In 2019, overall talent levels as listed in the Composite 247 ratings were highly correlated with the overall win percentage for the SEC. I ran a more sophisticated model earlier in the year and found a correlation of 51%. At the end of the year, however, a simple linear regression model has shown a very high 82% correlation. (I also looked at expectations offensively and defensively here: https://thefaircatch.com/2020/01/04/2019-sec-offensive-and-defensive-performance-vs-expectations/ )
Here is a look at how SEC teams did relative to their roster talent in 2019:
The tables above are out regression outputs. As stated in the caption, the multiple R is the correlation between the variables. The R Square is the percentage of the outcome (win percentage) that is attributed to the overall roster talent level, which is used as a measure of effect size. A 68% is considered a large effect according to convention. Additionally, the Signficance F is less than 0.05, which achieves statistical significance. This means there is less than a 1% chance that the results of the model were due to randomness.
This scatterplot shows each team’s actual win percentage relative to what would be expected given their overall roster talent. Vanderbilt, Mississippi State, Tennessee, Auburn, and Georgia all performed right as expected. Missouri, Kentucky, Florida, and LSU all outperformed model expectations. Arkansas, Ole Miss, South Carolina, Texas A&M, and Alabama all underperformed relative to model expectations.
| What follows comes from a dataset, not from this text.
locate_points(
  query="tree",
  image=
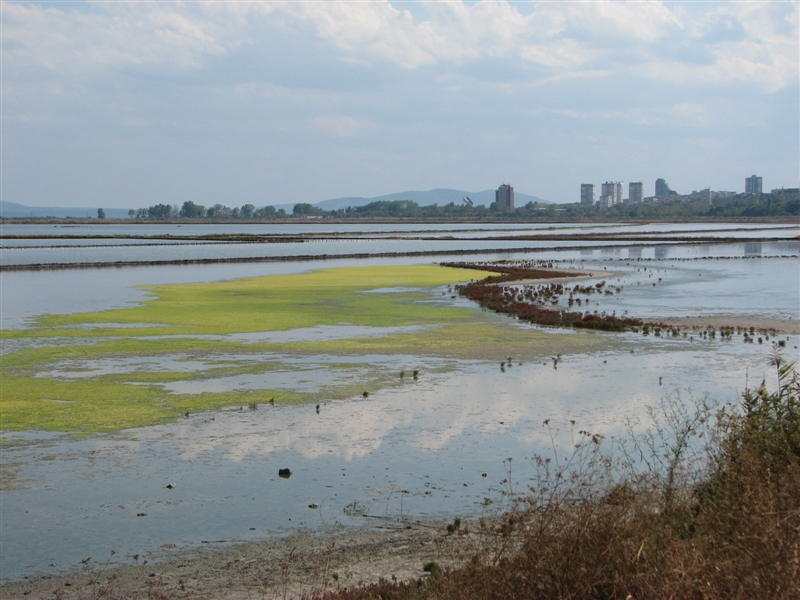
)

The distance above (or below) the line indicates how much a team over or underperformed relative to model expectations. Here is how each team’s numbers worked out:
As we can see, LSU was the highest achiever (duh), winning 100% of their games with the model expecting them to win 78.6%. Arkansas had the worst season relative to model expectations, winning only 16.7% of their games while expected to win 40%.
The model does not take into consideration SOS and is not intended to be predictive, as the margin of error would be about 4 games. It is solely intended to examine the relationship between two variables- talent and winning. The goal here isn’t to build a model that accounts for every worldly possibility, but instead to look back at the season and see who generally overachieved and who didn’t. All that being said, this simple model with one predictor variable actually performs fairly well, though the sample size of one season is way too small to draw any hard conclusions beyond the stated scope.